Aerial Grapple, and does falling provoke Opportunity Attacks


Rules Questions


Recently, I have been thinking about flying creatures with the grab ability, and I have some questions.

Scenario: A flying creature with 15 feet reach flies 20 feet above the ground and attacks a medium creature without flight with a natural weapon with the grab ability, both hitting and succeeding on the grapple check.

1; The Grapple rules say that the grappled would now be placed adjacent to the grappler, which would be in the air. Is this treated the same way as succeeding on a check to maintain a grapple and moving the creature into a hazardous environment, therefore immediately giving the grappled a check to break loose?

1a; Is carrying capacity relevant here?

1b; What is treated as "adjacent"? Directly underneath the grappler, at the same heght as the grappler, or any direction, including above the grappler?

Ok, so now the grappler and the grappled are in the air.

2; Is it possible to Pin or Tie Up a grappled creature in the air?

2a; If the grappled breaks free from the grapple, would falling provoke an Attack of Opportunity, possibly allowing the grappler to grapple again with the grab ability?

2b; if the grappled creature hit the ground and fell prone, and the grappler succeeded on another grapple attempt, would the grappled creature remain prone in the air?
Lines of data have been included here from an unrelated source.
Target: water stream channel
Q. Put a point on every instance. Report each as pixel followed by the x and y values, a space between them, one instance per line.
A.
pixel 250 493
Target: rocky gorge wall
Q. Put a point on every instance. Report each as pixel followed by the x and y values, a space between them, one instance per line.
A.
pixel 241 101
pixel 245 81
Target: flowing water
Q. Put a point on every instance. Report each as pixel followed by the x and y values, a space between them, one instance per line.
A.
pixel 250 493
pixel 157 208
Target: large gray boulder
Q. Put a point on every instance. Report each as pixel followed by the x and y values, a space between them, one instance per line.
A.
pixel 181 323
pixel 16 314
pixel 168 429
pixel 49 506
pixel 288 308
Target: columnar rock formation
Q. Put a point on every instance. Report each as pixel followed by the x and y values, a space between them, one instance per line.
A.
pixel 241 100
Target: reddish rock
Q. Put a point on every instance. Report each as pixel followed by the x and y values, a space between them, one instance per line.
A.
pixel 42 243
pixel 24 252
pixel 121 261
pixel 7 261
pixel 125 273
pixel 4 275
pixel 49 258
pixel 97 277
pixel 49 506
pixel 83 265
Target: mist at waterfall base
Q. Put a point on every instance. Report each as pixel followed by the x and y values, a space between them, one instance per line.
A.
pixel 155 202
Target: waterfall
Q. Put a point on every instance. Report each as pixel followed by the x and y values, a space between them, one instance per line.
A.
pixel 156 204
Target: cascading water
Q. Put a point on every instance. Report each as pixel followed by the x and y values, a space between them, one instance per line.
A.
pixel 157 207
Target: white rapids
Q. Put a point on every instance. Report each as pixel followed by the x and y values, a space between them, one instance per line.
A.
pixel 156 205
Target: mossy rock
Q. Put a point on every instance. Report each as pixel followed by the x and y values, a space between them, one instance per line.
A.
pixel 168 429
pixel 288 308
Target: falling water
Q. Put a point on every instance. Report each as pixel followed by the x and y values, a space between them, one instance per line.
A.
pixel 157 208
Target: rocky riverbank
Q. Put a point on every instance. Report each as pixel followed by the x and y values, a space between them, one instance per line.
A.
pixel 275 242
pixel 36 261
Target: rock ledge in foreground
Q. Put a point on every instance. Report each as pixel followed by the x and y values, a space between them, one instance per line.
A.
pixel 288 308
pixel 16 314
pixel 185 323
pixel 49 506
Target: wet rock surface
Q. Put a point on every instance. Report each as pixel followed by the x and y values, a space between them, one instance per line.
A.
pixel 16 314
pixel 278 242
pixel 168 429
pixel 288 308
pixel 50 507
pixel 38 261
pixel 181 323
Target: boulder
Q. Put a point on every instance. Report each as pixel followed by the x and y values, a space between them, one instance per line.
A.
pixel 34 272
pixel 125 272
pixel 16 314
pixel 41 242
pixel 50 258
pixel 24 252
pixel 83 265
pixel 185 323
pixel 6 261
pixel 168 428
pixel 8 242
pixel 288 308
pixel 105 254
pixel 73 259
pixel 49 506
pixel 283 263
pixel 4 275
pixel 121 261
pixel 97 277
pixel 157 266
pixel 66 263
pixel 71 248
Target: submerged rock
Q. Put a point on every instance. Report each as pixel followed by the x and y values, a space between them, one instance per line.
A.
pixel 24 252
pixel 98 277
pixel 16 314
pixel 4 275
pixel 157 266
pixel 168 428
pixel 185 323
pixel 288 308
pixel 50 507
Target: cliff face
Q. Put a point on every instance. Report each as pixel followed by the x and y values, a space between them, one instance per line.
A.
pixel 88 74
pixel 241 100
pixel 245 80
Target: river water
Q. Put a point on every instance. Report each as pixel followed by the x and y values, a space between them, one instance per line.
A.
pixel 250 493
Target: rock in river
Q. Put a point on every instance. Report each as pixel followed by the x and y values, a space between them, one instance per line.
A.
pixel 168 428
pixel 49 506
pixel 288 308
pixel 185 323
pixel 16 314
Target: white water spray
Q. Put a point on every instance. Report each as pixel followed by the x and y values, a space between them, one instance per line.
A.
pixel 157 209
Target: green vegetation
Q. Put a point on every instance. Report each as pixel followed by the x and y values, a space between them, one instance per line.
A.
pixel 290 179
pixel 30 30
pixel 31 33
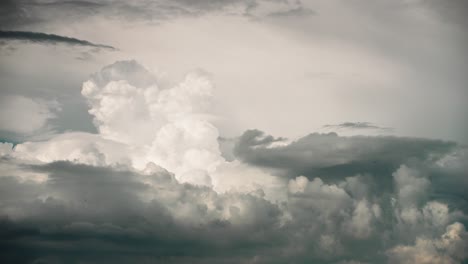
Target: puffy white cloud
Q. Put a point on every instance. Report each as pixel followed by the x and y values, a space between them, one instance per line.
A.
pixel 19 114
pixel 152 182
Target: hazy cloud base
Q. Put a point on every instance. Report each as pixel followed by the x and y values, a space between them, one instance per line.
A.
pixel 163 191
1. I would say yes - you can't place him over a pit (depth is not specified, so you can't place him over a 500' deep pit nor over a 5' deep pit). Likewise, it seems pretty much exactly the same thing to haul him up into the air - he's over a really wide pit.

1a. Not to the grapple, but it should be relevant to determining the encumbrance of the flyer and determining its movement rate.

1b. In two dimensions, like most fights on a battlemap, adjacent means any square that shares a border or corner with any square that you occupy. In three dimensions, this definitely applies vertically (above and below) as well as horizontally. There is some argument that you need to choose a space between the grappler and the victim, but the RAW doesn't actually say that, so ANY adjacent space is allowed, even if that makes no sense (I think most GMs apply common sense here).

2. Yes. Nothing in the grapple rules says you must be on the ground.

2a. Leaving a threatened space provokes. It doesn't matter if you choose to make the move, or you are moved against your will, such as on a galloping horse, swept down a river, or falling. Note that some special abilities say that if you use them to force an opponent to move then his movement does not provoke - those are special cases but for everything else, the rule that leaving a threatened space provokes is the default.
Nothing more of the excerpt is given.